Although the application portal wasn't open, students were allowed to log in and upload an updated CV, new letters of intent, and new letters of recommendations. I took the opportunity during this time to contacted my pharmacy program and be assigned a Phase II/Scramble advisor. My advisor took the time to review my letters of intent and CV, as well as give me feedback on interviewing skills over the phone. For the programs who responded, I had emailed them my CV, filled out any employment applications needed on their hospital sites, and spoke to my preceptor in possibly arranging time off for interviews. By Wednesday morning, I submitted my applications as soon as the portal had opened. Note: Apply as soon as you can, since there are only 10 days, many programs close their application period within a few days and it may not be listed on the PHORCAS.
During Phase II, the programs I contacted prior had mentioned they could not see my application. I felt contacting them beforehand was helpful as many of them still proceeded to offer me interviews without accessing my application on PHORCAS. Many of them looked over my CV and letter of intent I had emailed and had scheduled interviews for me that week. This continued on until a few days before the end of Phase II.
For some interviews, I had to fly and do a clinical and personal interview. In other interviews, I had to do a variation between an on the spot phone interview, Skype conference presentation interview, and FaceTime. Even the video interviews had a clinical component, and a few of the programs required secondary interviews. I had prepared two-10 minute presentations and delivered them over Scopia and Skype Business Conference formats to the interview panels.
By the time I had to rank, I had interviewed at 12 residencies (applied to 23 programs) and had ranked 13 programs (one site had two separate program listings). I think although it was stressful, I am so grateful for having a Phase II this year. I think having access to a list of available programs after the match really helped in my journey to matching for residency. Having a short time period however, limited the number of responses to my application. Either I was not considered due to not having a geographical ability to interview in person or received no response at all. The advantages however were that the interviews were mainly on the phone and I did not have to fly to each interview, miss rotation days or spend money on travel.
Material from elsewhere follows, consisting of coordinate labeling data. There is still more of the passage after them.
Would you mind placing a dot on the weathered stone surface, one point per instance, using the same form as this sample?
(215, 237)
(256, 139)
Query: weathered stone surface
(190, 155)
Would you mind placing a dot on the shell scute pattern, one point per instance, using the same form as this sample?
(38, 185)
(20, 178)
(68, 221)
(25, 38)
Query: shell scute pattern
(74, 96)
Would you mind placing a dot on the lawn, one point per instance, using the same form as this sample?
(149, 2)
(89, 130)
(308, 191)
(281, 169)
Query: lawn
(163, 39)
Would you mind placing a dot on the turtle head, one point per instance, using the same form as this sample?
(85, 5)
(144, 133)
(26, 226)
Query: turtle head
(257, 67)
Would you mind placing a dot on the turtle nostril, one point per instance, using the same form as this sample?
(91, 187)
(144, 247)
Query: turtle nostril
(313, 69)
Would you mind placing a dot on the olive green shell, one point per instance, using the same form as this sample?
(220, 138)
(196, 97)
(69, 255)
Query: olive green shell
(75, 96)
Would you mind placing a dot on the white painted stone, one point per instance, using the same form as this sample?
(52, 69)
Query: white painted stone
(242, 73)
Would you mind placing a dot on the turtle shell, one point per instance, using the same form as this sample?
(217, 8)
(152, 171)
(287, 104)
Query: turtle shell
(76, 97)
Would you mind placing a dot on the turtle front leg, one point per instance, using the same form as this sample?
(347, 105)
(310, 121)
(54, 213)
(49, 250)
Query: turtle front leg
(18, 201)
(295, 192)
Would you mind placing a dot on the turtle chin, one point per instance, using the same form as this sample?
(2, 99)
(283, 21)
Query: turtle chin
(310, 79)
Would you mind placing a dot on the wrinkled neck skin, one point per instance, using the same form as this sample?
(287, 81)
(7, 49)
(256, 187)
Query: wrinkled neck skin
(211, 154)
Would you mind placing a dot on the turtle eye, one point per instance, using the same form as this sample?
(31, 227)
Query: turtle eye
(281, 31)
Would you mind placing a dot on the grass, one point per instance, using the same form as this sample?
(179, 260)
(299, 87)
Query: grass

Advice for future applicants that I would relay is to be persistent. I didn't know how to present a powerpoint via Skype Business Conference, but the interviewers noted that I took the time to learn (via youtube). Even with a short time period, I elected to prepare presentations for my interviews. I felt requiring presentations was a way for programs to narrow applicants. Finally, be proactive in your residency search. No system is perfect, but it is about taking advantages of both the resources from ASHP and your school of pharmacy in attaining residency.
As I look forward in starting my residency at Sutter Health this July, I hope the best for the future graduation classes on their residency journey! Please feel to contact me in the future if you have questions. I would like to thank the faculty at Touro University California for their help during my application in Phase II and ASHP for this opportunity to give feedback on my experience.